ME : La structure du portefeuille résulte du choix des différents titres et n’est pas liée à un indice de référence.

Compte tenu de notre approche, les entreprises du secteur de l’énergie, des matières premières et de la finance sont rarement présentes dans le portefeuille. Il est par contre fortement surpondéré dans le secteur de la consommation. Ces entreprises possèdent souvent des marques avec une clientèle fidèle, un réseau de distribution très bien fourni et jouissent des économies d’échelle inhérentes. Nous avons également des investissements dans les secteurs des technologies de l’information, de la pharmacie et de l’industrie. Plus de 80 % des entreprises du fonds BL-Emerging Markets sont plutôt des entreprises locales détenant une part de marché dominante et qui s’adressent directement à leurs clients locaux.

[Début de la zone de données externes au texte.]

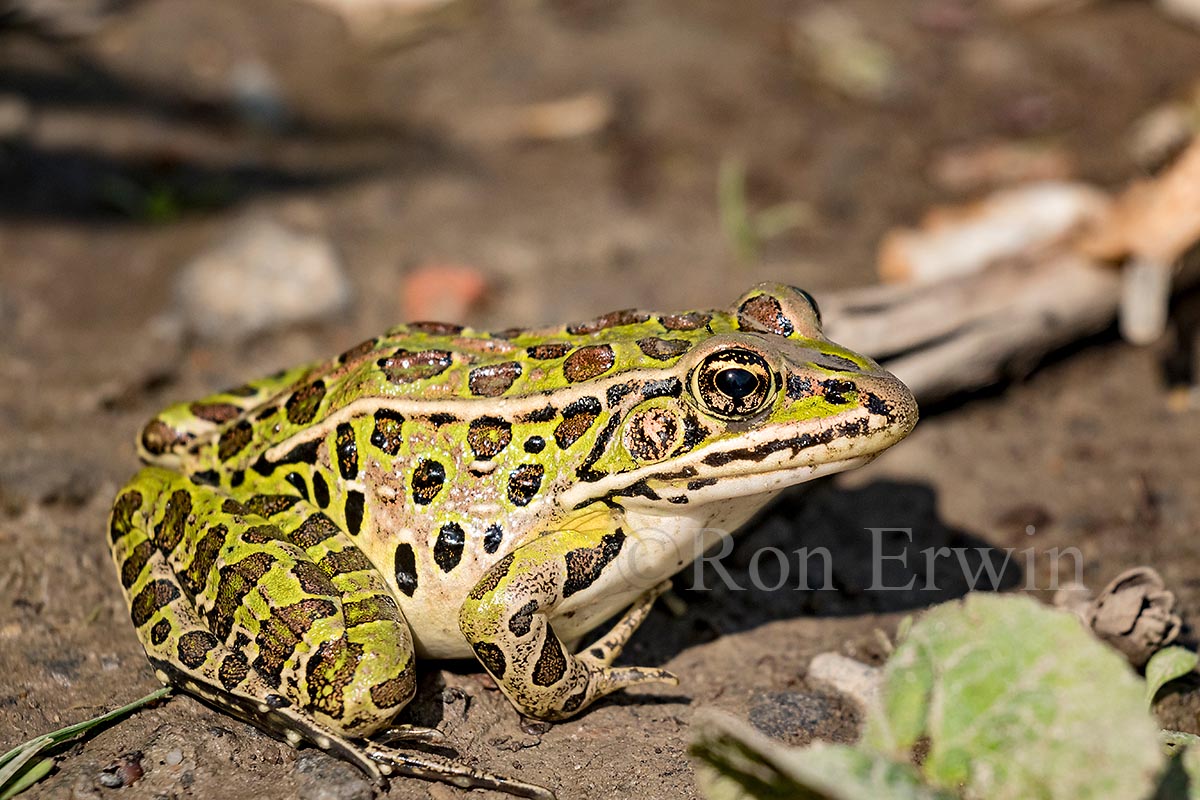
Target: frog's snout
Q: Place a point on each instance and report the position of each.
(835, 388)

Au niveau régional, depuis quelque temps, nous sommes par exemple surpondérés au Brésil et largement sous-pondérés en Inde. Ces positions illustrent notre approche bottom-up, plutôt contre-cyclique. Alors que le Brésil se débat dans des scandales politiques, l’Inde apparaît depuis quelques années comme un « pays refuge ». Ce point de vue top-down impacte également les valorisations des titres de qualité et nous avons par conséquent eu tendance ces dernières années à acheter plutôt des entreprises brésiliennes qu’indiennes.

 

Comment gérez-vous les liquidités et les obligations ?

ME : La pondération des liquidités et des obligations dépend des valorisations des entreprises, comme je viens de l’expliquer. Les liquidités représentent actuellement environ 14 % du fonds et les obligations d’État, 11 %. Pour ce fonds, nous considérons les obligations d’État des pays émergents, qui sont gérées par mon collègue Jean-Philippe Donge, comme un équivalent des liquidités. Les risques de devises (principalement en euros et en dollars US), de durée, de crédit et de liquidité sont par conséquent minimisés.

Les liquidités et les obligations constituent une sorte de tampon, qui soutient le fonds dans les périodes de correction et nous permet ensuite d’acheter des entreprises à un prix plus intéressant. 

Marc Erpelding, Fund Manager

Marc est gestionnaire de fonds chez BLI. Après des études d'ingénieur en génie civil à l'école polytechnique de Zurich, Marc acquiert ses premières expériences dans l'industrie à Zurich et à New York. Après son Master en management au King's College à Londres, Marc a rejoint le département Gestion de Patrimoine de la Banque de Luxembourg en 2002. Marc obtient le titre de CIIA (Certified International Investment Analyst) en 2005 et est responsable pour les actions des pays émergents depuis 2007.